En Inde également, elle a suscité l'innovation. Chez Fatty Bao, par exemple, on peut voir une confluence d'influences dans des plats tels que les veg ramen Via Malaysia, Fatty Pho ramen avec un bouillon de poulet aromatique, le ramen Soto Ayam Lamongan ou un bouillon de poulet aromatique indonésien au lait de coco et le chinois Ramen mixien. Selon Prashanth Puttaswamy, chef exécutif de The Fatty Bao, les ramen sont des nouilles à soupe, dont on peut trouver des versions à travers l'Asie du Sud-Est. Ainsi, l'équipe a travaillé sur des plats de ramen basés sur ces variantes. Pour un plat, au lieu des vermicelles de riz, il a créé des nouilles alcalines noires avec de la poudre de charbon actif. L'idée a été d'expérimenter les saveurs tout en gardant intacts certains des repères d'un ramen: nouilles alcalines glissantes, bouillon complexe et une gamme de garnitures telles que le menma ou les pousses de bambou assaisonnées, les oignons verts, les feuilles de nori, etc.
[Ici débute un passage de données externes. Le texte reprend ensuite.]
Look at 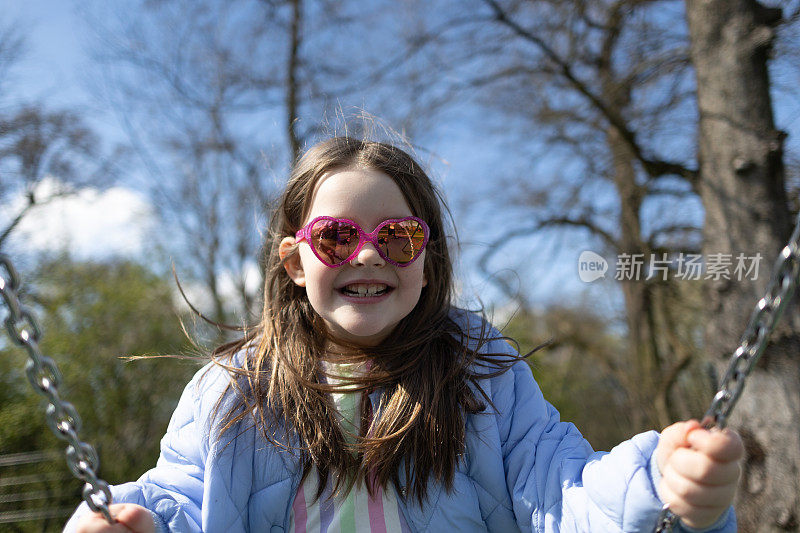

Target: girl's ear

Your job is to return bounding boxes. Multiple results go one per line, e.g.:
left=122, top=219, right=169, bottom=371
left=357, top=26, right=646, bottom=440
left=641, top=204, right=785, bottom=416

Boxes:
left=278, top=237, right=306, bottom=287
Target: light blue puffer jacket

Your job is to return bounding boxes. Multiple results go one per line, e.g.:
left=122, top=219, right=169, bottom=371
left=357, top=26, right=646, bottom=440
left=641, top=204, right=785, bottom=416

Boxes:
left=65, top=313, right=736, bottom=533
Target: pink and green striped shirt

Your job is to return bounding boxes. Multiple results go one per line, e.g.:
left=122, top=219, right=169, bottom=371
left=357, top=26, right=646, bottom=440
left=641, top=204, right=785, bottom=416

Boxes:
left=289, top=363, right=410, bottom=533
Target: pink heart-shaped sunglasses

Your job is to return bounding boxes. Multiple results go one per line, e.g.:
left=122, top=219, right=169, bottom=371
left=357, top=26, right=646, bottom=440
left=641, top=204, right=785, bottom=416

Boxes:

À la cantine de Bombay, le chef Hussain Shahzad a réuni ces produits de base aux saveurs du Sikkim dans un plat appelé Thukpa Ramen, à base de porc. Il fait partie d'une section tournante appelée «Juste parce que nous l'aimons tellement», présentant des idées et des concepts que l'équipe aime. Le thukpa est peut-être le plus proche des ramen en Inde, avec son riche héritage de bouillon, de boulettes et de nouilles. L'équipe prépare un thukpa ramen à la tonkotsu, avec des pieds, du bacon, des aromates et de l'orge carbonisée se réunissant dans un bouillon intense et laiteux avec une finition en couches et veloutée. La graisse n'est pas écrémée mais mélangée au liquide, la gélatine étant extraite des os. «L'équipe se met sur le bouillon dès qu'il arrive dans la cuisine le matin car il doit mijoter sur une flamme lente», précise-t-il. Ceci est servi avec des nouilles, roulé à la main sur place, de la poitrine de porc cuite lentement et des accompagnements tels que des chips de piment, du furikake, et plus encore. «Lorsque nous avons commencé les livraisons il y a quelques mois, c'était la seule chose que tout le monde nous demandait de mettre au menu», ajoute Shahzad. Il n’est donc pas étonnant que les ramen aient émergé comme une étreinte chaleureuse en ces temps difficiles pour les gens.